October 20, 2009

Web shortcomings and opportunities

There is a very interesting post itemizing some of the perceived shortcomings of the web over at the SpaceCollective.

Some of those problems have been addressed by researchers in the past - notable examples are Freeman and Gelernter's Lifestreams, and Nelson's transclusion (I assume this is what the author of the SpaceCollective article means by the term collage; in any case you can start using a limited form of transclusion today).

Some of those problems are being addressed on an ad-hoc basis by commercial companies today. If you take some time to think about the problems, there is still a wide open field of opportunity to provide commercial offerings around the ideas there.

October 18, 2009

The history of programming language syntax

http://news.bbc.co.uk/2/hi/technology/8306631.stm

Only if all the other "programming language designers" had the conscience to apologize for the pain their thoughtlessness has caused.

October 15, 2009

Computers are not getting faster

When we discuss the inclusion of a feature in Lua, we ask ourselves, "OK, but will it run in a microwave oven?"
--Luiz Henrique de Figueiredo

I recently started working with John Fremlin's TPD2 HTTP server, one of the fastest web servers currently available. TPD2 uses a lot of interesting (at least from a Lisp point of view) techniques to achieve high performance. This reminded me of something I noticed in Masterminds of Programming: both Chuck Moore and the creators of Lua emphasized the tendency of computers to scale down.

When laptops and servers are getting faster processors with larger caches and more cores (which doesn't really help because we don't know even know how to think about writing software for them), it's easy to overlook the fact that we're trying to imbue ever smaller objects with computational intelligence. Moore provided the extreme example of a chip having cores with 64 words of RAM and 64 words of ROM memory each. A less extreme example comes in the form of smartphones.

At the same time use of existing systems is increasing to the point where some people are measuring how much servers they buy by the number of tons of waste their packaging generates. If each of your servers could handle three times as many requests per second, you could fit it on a computer three times as small, or have a datacenter a third of the size. The latter is a pragmatic consideration applicable at any time, but the former enables entirely new patterns of use and interaction.

October 13, 2009

The impossibility of global state

(This post is a write-up of some ideas about concurrency that I've briefly discussed before).

By far the bulk of concurrency practice is aimed at dealing with systems based around shared, mutable state. Participants are asked to imagine a world with a global state whose changes are instantaneously observable by everyone. This world is a physical impossibility.
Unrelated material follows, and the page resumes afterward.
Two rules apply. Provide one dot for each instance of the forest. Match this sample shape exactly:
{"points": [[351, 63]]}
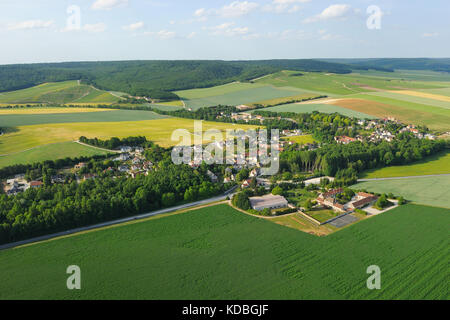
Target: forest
{"points": [[153, 78], [344, 161], [58, 207], [114, 143]]}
The global state illusion is based on elaborate consensus mechanisms. The concept only works because our perception of the flow of time is fixed vis-a-vis the rest of the world, which happens to be just quick enough to execute consensus algorithms over large networks that we don't get annoyed.

The common refrain to criticisms of the global state illusion is "but think of the bankers!" The consistent bank account with atomic deposits and withdrawals is an example found in almost all textbooks on concurrency. It is a neat and self-contained pedagogical tool for discussing the mechanisms needed to construct a global state illusion, but unfortunately its pervasive use seems to have done immense damage to any attempts to actually reason about concurrent systems.
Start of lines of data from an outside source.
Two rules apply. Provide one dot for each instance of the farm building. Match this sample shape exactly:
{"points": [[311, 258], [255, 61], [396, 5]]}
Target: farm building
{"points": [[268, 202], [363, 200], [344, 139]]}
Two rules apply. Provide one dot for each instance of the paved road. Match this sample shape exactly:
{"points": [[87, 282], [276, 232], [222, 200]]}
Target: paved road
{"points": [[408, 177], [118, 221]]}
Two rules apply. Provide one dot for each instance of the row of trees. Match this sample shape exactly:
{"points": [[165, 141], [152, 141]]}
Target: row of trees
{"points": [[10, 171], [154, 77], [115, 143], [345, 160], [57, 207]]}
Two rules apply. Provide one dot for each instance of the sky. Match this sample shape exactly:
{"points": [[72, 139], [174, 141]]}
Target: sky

Networked credit banking existed in 4th century BC Egypt. Banks still accept checks. Your bank account still has overdraft fees. Bank accounts work by reifying transactions as first-class objects. That this idea is considered novel is a testament to the pervasive confusion surrounding concurrency today.

What is the global state illusion really needed for? Distributed shared simulations. Most commonly seen in the guise of videogames. There, all the participants really do need to see a consistent view of the world with changes occurring in quantized time steps.

The key insight behind the global state illusion is that it is not time-scale independent. Whether the illusion can be maintained depends on how the participants perceive the flow of time relative to how quickly the mechanisms behind the illusion work. Banks could have implemented a pen-and-paper two-phase commit protocol for deposits and withdrawals before the advent of telecommunications. It would not have been very useful. This is the same exact issue affecting cache-coherency protocols in multi-core processors, at the micrometer scale.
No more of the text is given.